# Just some of my mice. **More Pictures**



## Fun Family Rodentry (Dec 1, 2009)

Ok so here are some of my mice... =]

Here is Disney. A black merle doe. Shes a sweetie! 









Here is River Rock. A blue merle buck









Here is Alise one of my satin agouti does. 









Mask: Black Satin Merle Buck









Tink: Black Roan Doe









Alexis: RY Roan Doe









Twilight: Blue Satin Doe (shes a baby in this picture)









And here is my lovely Himilayan buck. My first color pointed mouse. I am so excited to have his first litter comming up! =] He was a surprise in his litter. Him and his himi sister. Mom was a black merle(disney) and his dad was a black self out of brindle lines. 









There is a sneak peek of a FEW of my MANY mice =] More pictures to come Im sure.


----------



## Jack Garcia (Oct 9, 2009)

They're so interesting-looking! I don't see roans often. Does Disney have wheeltail?


----------



## WillowDragon (Jan 7, 2009)

I adore Merles!! The only gene I am truely jealous that we don't have over here!!!

W xx

P.S That looks like wheeltail to me too!!


----------



## Fun Family Rodentry (Dec 1, 2009)

She did when she was younger. It flattened out. I wish she would have kept it I thought it was very cute and added character. But I guess its a good thing she doesnt have it even though I liked it. I have had comments on how nice my roans are and that people dont see them often. I have them pop up ALL the time. I have them everywhere  I forgot to post my prettiest roan doe so i will now.

This is my Pixie. Shes an agouti roan and i think she is just adorable. She has work to do as far as type goes but shes a perfect roan. =] NO solid spots.


----------



## Megzilla (Oct 12, 2009)

Lovely mice-Pixie has such a sweet mouth! I want Merle too ): Maby in the future a bunch of us can get together and import a load of mice into the UK from the US??


----------



## Fun Family Rodentry (Dec 1, 2009)

I would love to go the other direction. =] It would be awesome to do a big swap =]


----------



## Jack Garcia (Oct 9, 2009)

Fun Family Rodentry said:


> I wish she would have kept it I thought it was very cute and added character.


Don't you think it's painful? Having broken my tailbone, I can't imagine that a permanent (or nearly permanent) bending of the spine could be pain-free. 



Fun Family Rodentry said:


> This is my Pixie. Shes an agouti roan and i think she is just adorable. She has work to do as far as type goes but shes a perfect roan. =] NO solid spots.
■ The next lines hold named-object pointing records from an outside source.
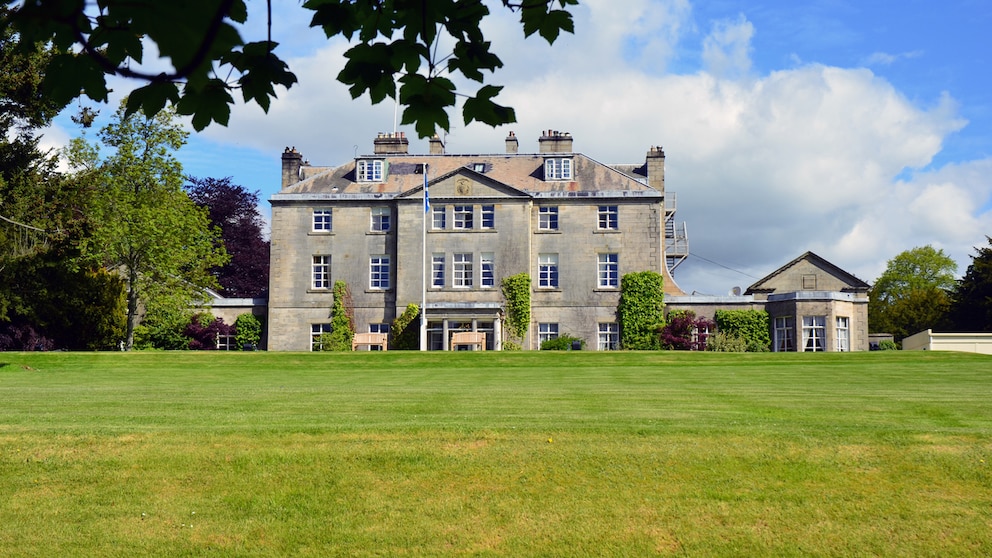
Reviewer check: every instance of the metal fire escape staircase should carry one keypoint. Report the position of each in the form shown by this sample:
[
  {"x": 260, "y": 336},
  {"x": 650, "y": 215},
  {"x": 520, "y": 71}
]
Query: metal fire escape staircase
[{"x": 676, "y": 237}]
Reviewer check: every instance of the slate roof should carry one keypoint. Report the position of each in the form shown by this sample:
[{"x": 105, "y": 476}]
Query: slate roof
[{"x": 524, "y": 172}]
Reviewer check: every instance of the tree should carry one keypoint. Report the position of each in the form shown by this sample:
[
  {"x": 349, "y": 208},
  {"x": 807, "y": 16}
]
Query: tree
[
  {"x": 971, "y": 307},
  {"x": 912, "y": 293},
  {"x": 234, "y": 210},
  {"x": 143, "y": 223},
  {"x": 641, "y": 310},
  {"x": 396, "y": 41}
]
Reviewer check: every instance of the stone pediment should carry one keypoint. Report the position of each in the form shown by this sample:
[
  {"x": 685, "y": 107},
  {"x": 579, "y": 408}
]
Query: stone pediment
[{"x": 465, "y": 183}]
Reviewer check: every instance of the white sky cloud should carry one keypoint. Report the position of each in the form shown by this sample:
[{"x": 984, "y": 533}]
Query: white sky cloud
[{"x": 766, "y": 163}]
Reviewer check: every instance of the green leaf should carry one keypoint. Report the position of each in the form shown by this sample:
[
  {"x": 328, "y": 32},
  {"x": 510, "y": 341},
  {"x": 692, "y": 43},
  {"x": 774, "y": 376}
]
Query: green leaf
[
  {"x": 482, "y": 108},
  {"x": 151, "y": 98}
]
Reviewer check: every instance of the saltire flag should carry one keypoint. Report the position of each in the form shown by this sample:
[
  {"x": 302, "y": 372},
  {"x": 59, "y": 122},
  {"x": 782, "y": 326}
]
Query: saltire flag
[{"x": 427, "y": 198}]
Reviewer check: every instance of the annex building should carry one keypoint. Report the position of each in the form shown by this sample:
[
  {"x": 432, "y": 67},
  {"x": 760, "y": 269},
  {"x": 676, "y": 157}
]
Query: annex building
[{"x": 575, "y": 225}]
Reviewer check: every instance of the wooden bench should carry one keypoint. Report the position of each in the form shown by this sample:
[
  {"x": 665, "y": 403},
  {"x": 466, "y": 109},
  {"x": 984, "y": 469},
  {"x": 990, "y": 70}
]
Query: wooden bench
[
  {"x": 370, "y": 339},
  {"x": 468, "y": 338}
]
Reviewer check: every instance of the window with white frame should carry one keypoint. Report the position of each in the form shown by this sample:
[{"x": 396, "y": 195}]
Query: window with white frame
[
  {"x": 370, "y": 170},
  {"x": 437, "y": 271},
  {"x": 843, "y": 334},
  {"x": 814, "y": 330},
  {"x": 317, "y": 332},
  {"x": 609, "y": 217},
  {"x": 489, "y": 217},
  {"x": 379, "y": 272},
  {"x": 438, "y": 214},
  {"x": 547, "y": 218},
  {"x": 462, "y": 276},
  {"x": 321, "y": 220},
  {"x": 609, "y": 336},
  {"x": 547, "y": 271},
  {"x": 784, "y": 334},
  {"x": 488, "y": 263},
  {"x": 546, "y": 332},
  {"x": 380, "y": 219},
  {"x": 462, "y": 216},
  {"x": 321, "y": 272},
  {"x": 608, "y": 271},
  {"x": 558, "y": 168}
]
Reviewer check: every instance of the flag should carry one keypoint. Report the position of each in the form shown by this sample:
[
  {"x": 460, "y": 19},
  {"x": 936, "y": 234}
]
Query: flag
[{"x": 427, "y": 198}]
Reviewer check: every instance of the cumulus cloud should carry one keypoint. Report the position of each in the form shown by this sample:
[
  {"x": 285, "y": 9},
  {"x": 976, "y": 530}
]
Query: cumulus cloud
[{"x": 813, "y": 157}]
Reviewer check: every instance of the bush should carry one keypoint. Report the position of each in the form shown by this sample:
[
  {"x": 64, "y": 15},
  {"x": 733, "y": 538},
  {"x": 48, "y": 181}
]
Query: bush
[
  {"x": 562, "y": 343},
  {"x": 248, "y": 330},
  {"x": 406, "y": 330},
  {"x": 751, "y": 326}
]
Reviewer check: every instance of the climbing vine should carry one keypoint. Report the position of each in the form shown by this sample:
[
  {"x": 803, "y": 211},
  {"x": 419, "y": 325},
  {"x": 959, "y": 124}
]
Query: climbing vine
[
  {"x": 641, "y": 310},
  {"x": 516, "y": 290},
  {"x": 342, "y": 328},
  {"x": 750, "y": 326}
]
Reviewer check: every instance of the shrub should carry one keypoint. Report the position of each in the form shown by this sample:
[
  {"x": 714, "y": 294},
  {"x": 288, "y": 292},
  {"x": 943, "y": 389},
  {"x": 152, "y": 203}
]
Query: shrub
[
  {"x": 248, "y": 330},
  {"x": 562, "y": 343},
  {"x": 406, "y": 330},
  {"x": 640, "y": 312},
  {"x": 682, "y": 331},
  {"x": 751, "y": 326}
]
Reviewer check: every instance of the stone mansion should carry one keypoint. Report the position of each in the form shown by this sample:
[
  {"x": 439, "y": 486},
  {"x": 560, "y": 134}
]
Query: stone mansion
[{"x": 575, "y": 225}]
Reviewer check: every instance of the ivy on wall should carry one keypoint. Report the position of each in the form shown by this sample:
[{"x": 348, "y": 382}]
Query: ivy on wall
[
  {"x": 342, "y": 323},
  {"x": 640, "y": 312},
  {"x": 749, "y": 326},
  {"x": 406, "y": 329},
  {"x": 516, "y": 291}
]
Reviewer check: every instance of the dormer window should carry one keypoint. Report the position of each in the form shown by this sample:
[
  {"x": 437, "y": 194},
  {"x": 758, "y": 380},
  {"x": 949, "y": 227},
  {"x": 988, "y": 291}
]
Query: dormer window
[
  {"x": 558, "y": 168},
  {"x": 370, "y": 170}
]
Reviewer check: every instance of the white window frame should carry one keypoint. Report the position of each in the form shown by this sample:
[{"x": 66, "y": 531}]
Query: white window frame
[
  {"x": 609, "y": 217},
  {"x": 784, "y": 334},
  {"x": 437, "y": 271},
  {"x": 487, "y": 262},
  {"x": 461, "y": 277},
  {"x": 380, "y": 219},
  {"x": 547, "y": 271},
  {"x": 546, "y": 331},
  {"x": 316, "y": 331},
  {"x": 842, "y": 334},
  {"x": 558, "y": 168},
  {"x": 322, "y": 220},
  {"x": 439, "y": 217},
  {"x": 320, "y": 276},
  {"x": 547, "y": 218},
  {"x": 462, "y": 217},
  {"x": 371, "y": 170},
  {"x": 379, "y": 267},
  {"x": 609, "y": 336},
  {"x": 608, "y": 271},
  {"x": 488, "y": 217},
  {"x": 814, "y": 334}
]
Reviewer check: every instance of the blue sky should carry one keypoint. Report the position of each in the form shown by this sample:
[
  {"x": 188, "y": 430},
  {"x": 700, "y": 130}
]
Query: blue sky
[{"x": 855, "y": 129}]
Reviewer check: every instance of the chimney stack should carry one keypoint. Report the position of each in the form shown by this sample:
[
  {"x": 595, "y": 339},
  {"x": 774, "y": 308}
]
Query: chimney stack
[
  {"x": 292, "y": 160},
  {"x": 512, "y": 145},
  {"x": 437, "y": 146},
  {"x": 553, "y": 141},
  {"x": 391, "y": 143},
  {"x": 655, "y": 164}
]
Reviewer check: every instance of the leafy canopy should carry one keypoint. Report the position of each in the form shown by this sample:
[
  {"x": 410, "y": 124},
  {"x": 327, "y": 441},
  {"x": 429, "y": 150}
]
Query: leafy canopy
[{"x": 415, "y": 43}]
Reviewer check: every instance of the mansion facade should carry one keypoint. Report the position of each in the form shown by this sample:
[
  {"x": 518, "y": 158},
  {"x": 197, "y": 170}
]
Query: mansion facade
[{"x": 573, "y": 224}]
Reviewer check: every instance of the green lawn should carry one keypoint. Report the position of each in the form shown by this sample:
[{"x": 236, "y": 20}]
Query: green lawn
[{"x": 510, "y": 454}]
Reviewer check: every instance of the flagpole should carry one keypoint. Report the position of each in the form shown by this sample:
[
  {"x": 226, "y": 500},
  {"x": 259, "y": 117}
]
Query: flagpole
[{"x": 423, "y": 263}]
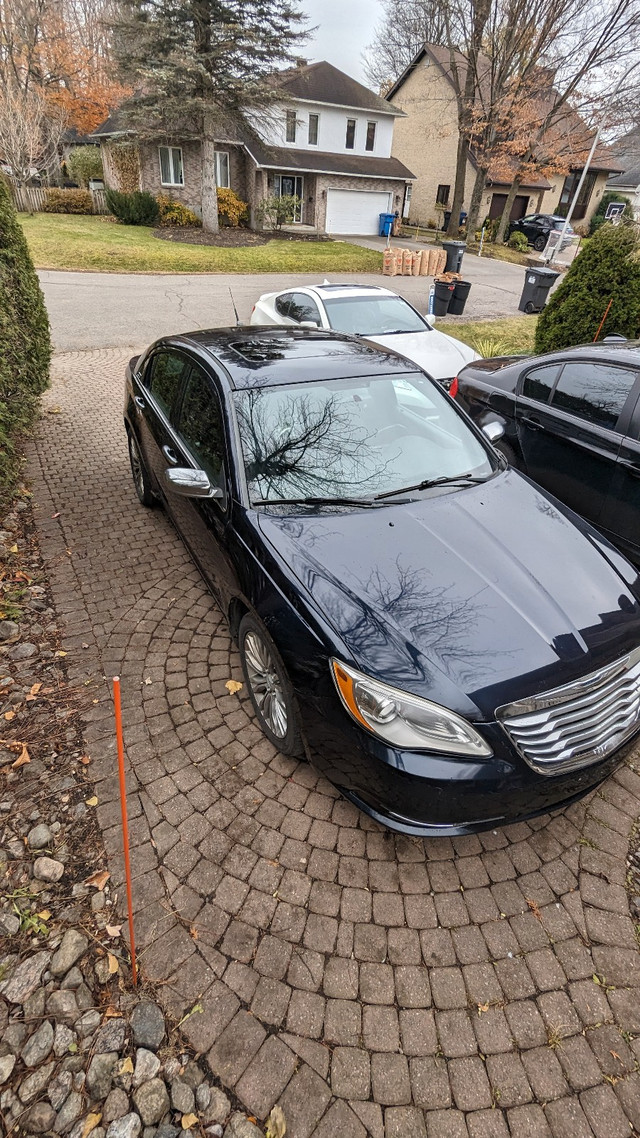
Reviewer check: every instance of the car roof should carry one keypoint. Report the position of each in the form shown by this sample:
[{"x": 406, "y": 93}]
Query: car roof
[{"x": 269, "y": 356}]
You're right that she's adorable, but she's not a perfect roan, unfortunately, at least as per the AFRMA and ECMA's standards (the only clubs I know for certain that have roan standardized). In these clubs, there's more to roan than not having solid spots. You have to match the color, too. For example, a black roan has to be black, a blue roan has to be blue, and so forth. To be an agouti roan, she is terribly dark (she should be bright and fiery like a good agouti). The color is as important as the roaning. Still, she's adorable!


----------



## Fun Family Rodentry (Dec 1, 2009)

She is more agouti in person. In my opinion shes a perfect roan. Nice even coloring. Shes what I would like to see in an agouti roan. I breed mostly for myself as it is. I strive for type but that will be a slow process. But as of now I do not show so as far as she goes, I love her.


----------



## Jack Garcia (Oct 9, 2009)

You should love her. She is beautiful! 

How are her toes? I notice that all the other roans have unpigmented toes.


----------



## Fun Family Rodentry (Dec 1, 2009)

you know.. ive never looked. I will have to =] She is very light compared to my other agouti roans. Course the rest of them are satin.  But i will check her toes and let you know.


----------



## Jack Garcia (Oct 9, 2009)

Super!

Of the roans I have seen in person, none of them have had as even roaning as Pixie, which is why I ask if it extends to the toes.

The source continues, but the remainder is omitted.